I have just returned from the historic members’ library on Angel Row, Nottingham. Contrary to the ethereal address, I was attending a workshop on concrete poetry facilitated by the grounded and warm Kate Genever. And there was cake. Sitting in a book- lined room in an 18th century townhouse full of words proved to be the perfect surroundings for inspiration.

Alan Sillitoe’s personal library beckoned. It does not necessarily reflect his Angry Young Men label, being refreshingly sprinkled with reading material as diverse as An Edwardian Lady’s Diary,  a Jane Austen Memoir and a book on Pioneer Women.  I feel doubtful that his most famous character, Arthur Seaton would settle down with such bedtime reading.  It seems that the Jane Austen tome was a gift from his publisher and as I grapple with it, a hand written note drifts out , hoping Alan will like it and talking about repression and the irony of writing. The irony is enough to galvanise me to write a poem, “ The Life of Pioneer Women” .

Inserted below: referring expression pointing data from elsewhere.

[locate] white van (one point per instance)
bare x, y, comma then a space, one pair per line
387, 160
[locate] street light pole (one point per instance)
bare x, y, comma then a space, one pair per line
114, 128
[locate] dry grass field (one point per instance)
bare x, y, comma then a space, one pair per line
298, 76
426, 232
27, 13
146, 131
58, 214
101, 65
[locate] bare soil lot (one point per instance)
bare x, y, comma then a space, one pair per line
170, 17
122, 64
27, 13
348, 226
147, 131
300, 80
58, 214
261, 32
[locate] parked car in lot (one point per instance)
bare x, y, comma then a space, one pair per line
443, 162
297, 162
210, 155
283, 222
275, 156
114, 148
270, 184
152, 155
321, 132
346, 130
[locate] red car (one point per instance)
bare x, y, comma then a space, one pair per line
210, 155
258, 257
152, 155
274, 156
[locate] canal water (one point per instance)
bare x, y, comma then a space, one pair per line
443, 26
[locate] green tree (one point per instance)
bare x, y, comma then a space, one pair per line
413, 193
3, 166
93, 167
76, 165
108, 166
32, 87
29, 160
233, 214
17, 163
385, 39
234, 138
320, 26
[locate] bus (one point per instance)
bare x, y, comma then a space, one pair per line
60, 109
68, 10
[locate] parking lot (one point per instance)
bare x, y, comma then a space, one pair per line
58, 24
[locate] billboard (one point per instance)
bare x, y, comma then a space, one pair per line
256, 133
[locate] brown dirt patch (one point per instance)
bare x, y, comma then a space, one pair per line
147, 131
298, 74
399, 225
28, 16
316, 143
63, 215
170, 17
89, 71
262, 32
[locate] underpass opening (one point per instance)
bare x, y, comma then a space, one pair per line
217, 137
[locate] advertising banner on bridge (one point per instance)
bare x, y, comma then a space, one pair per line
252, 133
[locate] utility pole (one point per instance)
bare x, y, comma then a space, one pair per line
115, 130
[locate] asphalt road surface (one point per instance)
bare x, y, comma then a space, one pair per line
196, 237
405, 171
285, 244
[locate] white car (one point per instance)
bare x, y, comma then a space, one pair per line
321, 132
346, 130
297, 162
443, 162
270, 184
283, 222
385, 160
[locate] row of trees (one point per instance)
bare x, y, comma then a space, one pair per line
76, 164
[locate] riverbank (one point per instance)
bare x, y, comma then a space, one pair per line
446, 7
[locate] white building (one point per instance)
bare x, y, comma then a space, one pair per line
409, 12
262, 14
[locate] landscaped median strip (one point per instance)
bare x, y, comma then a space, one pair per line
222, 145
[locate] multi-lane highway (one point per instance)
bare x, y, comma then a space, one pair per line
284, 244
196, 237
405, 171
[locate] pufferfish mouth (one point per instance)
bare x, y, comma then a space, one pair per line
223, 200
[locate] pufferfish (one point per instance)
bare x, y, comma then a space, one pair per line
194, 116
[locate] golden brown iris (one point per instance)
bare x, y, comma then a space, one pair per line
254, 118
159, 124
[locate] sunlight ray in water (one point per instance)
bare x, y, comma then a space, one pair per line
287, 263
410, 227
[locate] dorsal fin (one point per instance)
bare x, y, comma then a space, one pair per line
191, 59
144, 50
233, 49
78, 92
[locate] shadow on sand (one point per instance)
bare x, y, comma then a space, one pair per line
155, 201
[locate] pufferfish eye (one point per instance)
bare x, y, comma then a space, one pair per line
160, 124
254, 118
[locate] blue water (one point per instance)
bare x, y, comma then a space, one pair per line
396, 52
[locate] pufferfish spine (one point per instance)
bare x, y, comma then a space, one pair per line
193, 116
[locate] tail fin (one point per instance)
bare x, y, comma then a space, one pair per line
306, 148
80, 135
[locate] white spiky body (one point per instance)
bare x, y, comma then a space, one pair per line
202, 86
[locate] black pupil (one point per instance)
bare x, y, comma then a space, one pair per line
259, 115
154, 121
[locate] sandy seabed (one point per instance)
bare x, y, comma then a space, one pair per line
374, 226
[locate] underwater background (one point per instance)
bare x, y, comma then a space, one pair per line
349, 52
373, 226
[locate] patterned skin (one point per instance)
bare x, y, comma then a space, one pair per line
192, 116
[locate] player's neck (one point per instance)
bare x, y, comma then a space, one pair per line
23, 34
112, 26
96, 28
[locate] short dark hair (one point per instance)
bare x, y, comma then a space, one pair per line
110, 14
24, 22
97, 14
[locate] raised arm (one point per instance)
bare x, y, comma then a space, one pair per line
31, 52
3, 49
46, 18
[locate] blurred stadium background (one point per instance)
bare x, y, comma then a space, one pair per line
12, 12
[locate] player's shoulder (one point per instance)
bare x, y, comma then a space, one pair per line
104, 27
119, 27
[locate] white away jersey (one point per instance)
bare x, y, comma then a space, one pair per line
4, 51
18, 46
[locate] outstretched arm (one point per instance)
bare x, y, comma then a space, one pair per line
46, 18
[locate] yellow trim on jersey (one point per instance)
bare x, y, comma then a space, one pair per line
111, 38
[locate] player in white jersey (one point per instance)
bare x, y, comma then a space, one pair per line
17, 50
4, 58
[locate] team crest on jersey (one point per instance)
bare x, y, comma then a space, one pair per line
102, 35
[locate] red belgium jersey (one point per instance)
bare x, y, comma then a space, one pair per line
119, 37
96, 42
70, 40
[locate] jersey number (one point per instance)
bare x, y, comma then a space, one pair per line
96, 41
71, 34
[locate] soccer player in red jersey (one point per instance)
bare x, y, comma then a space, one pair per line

Back to the concrete. I should have read the definition before I went :

” poetry in which the meaning or effect is conveyed partly or wholly by visual means, using patterns of words or letters and other typographical devices”

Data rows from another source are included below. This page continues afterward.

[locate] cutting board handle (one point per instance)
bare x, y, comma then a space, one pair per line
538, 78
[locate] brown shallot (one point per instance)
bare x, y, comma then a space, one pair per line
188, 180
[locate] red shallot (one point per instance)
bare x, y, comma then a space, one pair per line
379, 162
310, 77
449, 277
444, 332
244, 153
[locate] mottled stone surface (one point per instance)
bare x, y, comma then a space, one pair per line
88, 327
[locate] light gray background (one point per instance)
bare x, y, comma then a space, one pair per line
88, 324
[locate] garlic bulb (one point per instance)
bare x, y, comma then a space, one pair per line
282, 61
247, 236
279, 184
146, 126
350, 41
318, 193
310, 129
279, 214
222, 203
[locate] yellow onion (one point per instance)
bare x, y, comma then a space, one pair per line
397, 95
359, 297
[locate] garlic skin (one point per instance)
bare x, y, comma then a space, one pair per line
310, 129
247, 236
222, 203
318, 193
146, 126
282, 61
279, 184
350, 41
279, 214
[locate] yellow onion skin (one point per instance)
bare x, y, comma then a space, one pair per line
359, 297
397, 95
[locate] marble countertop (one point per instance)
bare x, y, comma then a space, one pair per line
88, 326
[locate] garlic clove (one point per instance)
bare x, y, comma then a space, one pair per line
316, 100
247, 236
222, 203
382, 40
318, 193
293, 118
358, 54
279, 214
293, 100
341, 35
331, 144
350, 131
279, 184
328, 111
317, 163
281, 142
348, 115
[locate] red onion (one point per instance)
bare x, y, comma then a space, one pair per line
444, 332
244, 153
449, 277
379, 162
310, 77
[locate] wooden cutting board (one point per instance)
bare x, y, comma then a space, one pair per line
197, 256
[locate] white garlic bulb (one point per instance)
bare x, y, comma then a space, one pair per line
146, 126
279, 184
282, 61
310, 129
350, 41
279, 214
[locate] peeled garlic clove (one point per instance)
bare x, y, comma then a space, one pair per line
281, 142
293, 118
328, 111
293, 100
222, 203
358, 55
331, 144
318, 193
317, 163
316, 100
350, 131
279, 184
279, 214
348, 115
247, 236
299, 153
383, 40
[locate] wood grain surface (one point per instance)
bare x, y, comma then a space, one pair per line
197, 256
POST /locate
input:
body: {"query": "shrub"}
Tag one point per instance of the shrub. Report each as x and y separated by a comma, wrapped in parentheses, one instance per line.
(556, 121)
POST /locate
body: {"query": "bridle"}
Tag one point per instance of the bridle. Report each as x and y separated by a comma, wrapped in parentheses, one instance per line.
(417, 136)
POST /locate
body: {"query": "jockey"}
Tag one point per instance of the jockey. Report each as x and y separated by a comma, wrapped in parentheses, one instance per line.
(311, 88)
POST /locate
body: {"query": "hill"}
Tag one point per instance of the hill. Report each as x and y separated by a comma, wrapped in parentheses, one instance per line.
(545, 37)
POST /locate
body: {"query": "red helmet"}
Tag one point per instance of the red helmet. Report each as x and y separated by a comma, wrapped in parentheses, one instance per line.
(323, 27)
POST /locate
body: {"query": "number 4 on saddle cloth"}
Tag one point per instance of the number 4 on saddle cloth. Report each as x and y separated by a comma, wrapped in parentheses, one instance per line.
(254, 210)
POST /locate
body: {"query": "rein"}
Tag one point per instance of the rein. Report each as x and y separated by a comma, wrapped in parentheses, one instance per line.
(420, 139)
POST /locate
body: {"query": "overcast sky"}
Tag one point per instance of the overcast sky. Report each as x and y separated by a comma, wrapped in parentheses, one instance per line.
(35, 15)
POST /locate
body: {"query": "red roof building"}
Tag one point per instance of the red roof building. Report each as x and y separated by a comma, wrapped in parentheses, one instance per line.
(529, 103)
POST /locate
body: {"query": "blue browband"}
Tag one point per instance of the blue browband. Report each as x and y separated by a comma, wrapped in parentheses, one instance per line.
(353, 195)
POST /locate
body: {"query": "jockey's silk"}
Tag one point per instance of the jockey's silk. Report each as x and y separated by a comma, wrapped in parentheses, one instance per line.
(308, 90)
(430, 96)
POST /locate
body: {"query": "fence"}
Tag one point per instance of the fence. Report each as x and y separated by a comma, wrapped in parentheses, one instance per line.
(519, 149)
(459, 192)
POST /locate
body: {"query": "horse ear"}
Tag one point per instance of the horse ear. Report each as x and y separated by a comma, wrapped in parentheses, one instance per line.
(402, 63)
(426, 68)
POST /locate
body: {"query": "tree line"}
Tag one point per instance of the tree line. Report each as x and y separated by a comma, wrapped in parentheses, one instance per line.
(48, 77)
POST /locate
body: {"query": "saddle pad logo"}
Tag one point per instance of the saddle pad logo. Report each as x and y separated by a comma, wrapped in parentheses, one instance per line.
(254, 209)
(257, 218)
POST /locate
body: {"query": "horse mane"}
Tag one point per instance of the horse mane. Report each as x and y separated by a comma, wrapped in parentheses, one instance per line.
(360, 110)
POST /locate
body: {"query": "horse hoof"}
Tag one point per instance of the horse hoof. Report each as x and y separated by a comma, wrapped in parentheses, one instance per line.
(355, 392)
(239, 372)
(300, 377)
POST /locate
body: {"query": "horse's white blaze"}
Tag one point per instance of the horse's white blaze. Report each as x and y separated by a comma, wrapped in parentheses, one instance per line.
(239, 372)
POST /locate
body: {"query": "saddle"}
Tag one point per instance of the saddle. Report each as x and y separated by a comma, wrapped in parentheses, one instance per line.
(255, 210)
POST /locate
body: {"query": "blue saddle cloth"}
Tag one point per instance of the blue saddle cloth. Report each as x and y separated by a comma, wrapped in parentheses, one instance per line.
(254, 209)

Kate patiently explained and demonstrated the form, yet still I heard only “Poetry” and was in equal parts befuddled and inspired by my fellow participants concrete efforts. I should have been cutting, drawing, glueing, modelling, forming and shaping. A rabbit hole of writing swallowed me whole and words were set down on a pristine page. Perhaps it was because I had walked in with Anne Frank’s line ringing in my ears: “ Paper has more patience than people…”

Bromley House is a house of dreams and words leapt out at me from each book I held. Saturday Night and Sunday Morning, I will chisel away at them to sculpt something special.